Anyway, more recently I’ve had some surprising thoughts about Trump. On a visceral level, I’m deeply fearful of what would happen if Trump failed to win the next election. That feels borderline insane, and I want to learn more about what damage is really being done out there. But I think there’s no doubt that progressivism is the real enemy, and the one we’ll be dealing with for a while. The rise of progressivism is tied to a generational shift, and the answer is going to have to come from a completely new force that hasn’t begun to form yet.

The starting point is people who appreciate the critical lens of the “new right,” but recognize that the Trump movement is not an answer. And it’s going to have to be people under 35. Imagine if everyone over that age disappeared from America?

254 Comments (Open | Close)

254 Comments To "Enemies Of The People"

#1 Comment By First_Deacon On March 6, 2018 @ 8:00 am


‘On moving right, if I understand you correctly then yes, on some issues, theological ones at least, people should move right.’

Actually, what I meant was, for a church to be healthy, in my opinion, there should be as many newcomers, converts, coming from even more liberal backgrounds, or nothing at all, than there are from more conservative Christian churches. I once was in the Episcopal church, and I never knew of a significant influx of the unchurched, adult baptisms, etc. (in fact the only one I know of for sure is myself! I was raised as a UU). I met a number of ex-Catholics and ex-Baptists though.

I agree 100% on your comment about moving to the right theologically (the better answer would be, returning to what was once believed and taught by the Church as a whole), and JS Spong in particular. I’ve been out of the Episcopal church for more than a decade now, but back in the late 90s and early 2000’s he had a significant following, some in the clergy. And to be honest, that line of theology, particularly when being endorsed by those in the pulpit, was one of the reasons I left. I no longer trusted the Episcopal church to be able to guide me as a Christian, nor help me raise my children as Christians.

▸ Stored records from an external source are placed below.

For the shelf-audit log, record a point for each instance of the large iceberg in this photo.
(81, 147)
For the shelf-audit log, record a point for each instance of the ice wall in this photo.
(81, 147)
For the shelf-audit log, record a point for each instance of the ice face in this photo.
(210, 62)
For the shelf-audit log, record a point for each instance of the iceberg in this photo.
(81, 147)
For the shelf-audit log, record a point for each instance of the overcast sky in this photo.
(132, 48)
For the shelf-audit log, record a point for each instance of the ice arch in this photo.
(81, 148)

You mentioned people on both the left and right being wrong. Of course people are, but what about the churches they attend and their core doctrines? I guess you believe that *all* of the Christian churches are, at some level, in theological error? That is a quintessentially Anglican perspective. It also allows one to adopt a bit of a consumer perspective. If all the churches are wrong on something, one might as well choose the most comfortable one, the best fit. I’m NOT saying that you did that. That’s more of a comment for myself. At a cultural level, I would have loved to have stayed Episcopal. But I couldn’t.

#2 Comment By Siarlys Jenkins On March 6, 2018 @ 11:28 am

One cannot point to a war, revolution, regime change or general bloodletting turmoil that enriched them that any of the wealthy opposed.

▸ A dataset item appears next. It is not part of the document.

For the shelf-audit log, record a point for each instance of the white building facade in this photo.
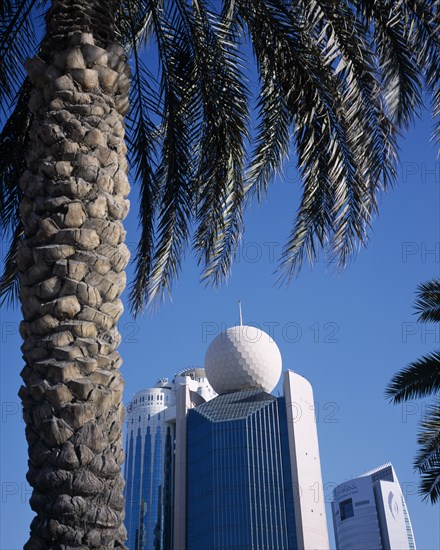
(370, 512)
(150, 458)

Of course not Fran! Now you are talking like a Bolshevik! Sometimes the wealthy think a little bloodletting will be profitable, but when it drags on people are motivated to revolt. So it was with WW I. (Hint: Which faction of the pre-war European social democracy refused to vote for credits to finance the war?)

#3 Comment By Justin On March 6, 2018 @ 2:05 pm

Rod, quick question. Where on earth did you find the Paper Heads (Papierove Hlavy) documentary? I’ve been searching all over online and can’t find it. Thanks!

[NFR: A Slovak friend sent me a copy. — RD]

#4 Comment By IowaGreg On March 6, 2018 @ 4:36 pm

Maybe add a link to Prof Chua’s book? Seem’s fair, assume it is this:

Man, his email was great and sounds perfect for that book, reinforcing yours and Brooks’ point.